Datasets and levels of observation

Levels and resolution of observation

Most of the visualizations are available at two levels of observation: Brussels and its surroundings (the Former Province of Brabant) and Belgium. As the city of Brussels extends further – both morphologically and functionally – the limits of the municipality of Brussels and the Brussels-Capital Region, these delineations have been considered as unsuitable. To define Brussels in a functional way, many delineations could have been used; see for example reference [1]. The limits of the Former Province of Brabant has been selected to catch various kind of morphologies and degrees of interrelationship with the city-centre.

Some datasets are nevertheless analysed at a single level only (see list and details hereunder): Twitter reply messages are observed at the national level only, the phone calls dataset has been made available by the provider for Brussels and its surroundings only, etc.

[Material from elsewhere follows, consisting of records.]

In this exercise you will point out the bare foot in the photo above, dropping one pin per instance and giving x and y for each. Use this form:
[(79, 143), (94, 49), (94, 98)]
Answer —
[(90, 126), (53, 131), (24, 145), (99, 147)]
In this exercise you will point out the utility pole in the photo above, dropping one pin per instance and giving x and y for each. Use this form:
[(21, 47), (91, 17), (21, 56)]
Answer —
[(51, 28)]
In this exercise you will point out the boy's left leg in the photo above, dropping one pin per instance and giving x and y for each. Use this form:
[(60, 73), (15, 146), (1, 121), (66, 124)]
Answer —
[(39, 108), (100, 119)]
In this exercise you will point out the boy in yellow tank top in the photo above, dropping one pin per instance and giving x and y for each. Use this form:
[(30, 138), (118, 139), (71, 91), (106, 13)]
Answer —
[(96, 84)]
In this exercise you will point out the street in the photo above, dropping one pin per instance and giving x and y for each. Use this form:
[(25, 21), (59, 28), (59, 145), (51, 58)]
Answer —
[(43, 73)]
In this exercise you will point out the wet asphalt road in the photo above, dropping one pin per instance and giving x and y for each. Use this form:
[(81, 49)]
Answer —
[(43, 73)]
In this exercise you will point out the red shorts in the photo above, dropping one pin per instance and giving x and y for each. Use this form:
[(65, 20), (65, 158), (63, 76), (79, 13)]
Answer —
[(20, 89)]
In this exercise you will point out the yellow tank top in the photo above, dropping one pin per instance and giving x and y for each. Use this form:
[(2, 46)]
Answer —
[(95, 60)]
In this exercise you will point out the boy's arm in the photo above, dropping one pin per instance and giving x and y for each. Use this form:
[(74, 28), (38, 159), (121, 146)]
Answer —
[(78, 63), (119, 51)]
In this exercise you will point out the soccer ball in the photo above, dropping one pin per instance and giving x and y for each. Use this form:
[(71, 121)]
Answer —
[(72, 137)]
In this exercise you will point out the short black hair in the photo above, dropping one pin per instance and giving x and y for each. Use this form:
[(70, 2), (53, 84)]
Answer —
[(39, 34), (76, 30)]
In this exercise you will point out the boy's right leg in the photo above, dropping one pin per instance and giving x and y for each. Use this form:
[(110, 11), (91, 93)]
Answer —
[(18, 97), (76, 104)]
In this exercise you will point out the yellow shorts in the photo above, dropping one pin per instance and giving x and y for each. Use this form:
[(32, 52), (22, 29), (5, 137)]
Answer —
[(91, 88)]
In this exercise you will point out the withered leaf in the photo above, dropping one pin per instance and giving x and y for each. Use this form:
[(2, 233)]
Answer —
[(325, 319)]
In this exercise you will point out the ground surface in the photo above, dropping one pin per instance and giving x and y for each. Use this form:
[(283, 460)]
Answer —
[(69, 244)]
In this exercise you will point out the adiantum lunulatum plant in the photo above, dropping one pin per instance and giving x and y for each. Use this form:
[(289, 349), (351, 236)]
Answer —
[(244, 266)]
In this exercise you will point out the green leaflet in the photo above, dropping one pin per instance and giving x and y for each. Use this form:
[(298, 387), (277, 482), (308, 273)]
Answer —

Most of the visualizations are available at various resolutions of observation according to the basic spatial unit chosen.

  • Municipalities. These spatial units are the smallest political and administrative subdivisions of Belgium. In, most of the analyses are available at this resolution (population density, built-up density, communities based on migration, commuting, Twitter reply messages, etc.). More information on Statbel.
  • Statistical sectors. This resolution is originally made for intra-communal statistical observation, and is built by Statbel according to socio-economic and morphologic features. Administrative delineation and population are available at this resolution. More information on Statbel website.
  • 1 km² grids. A standard grid covering the whole Europe has been made available by Eurostat to allow comparisons without effects linked to the shape and the size of administrative basic spatial units. Population and built-up proportion are available at this resolution for Brussels and its surroundings. More information on Eurostat website.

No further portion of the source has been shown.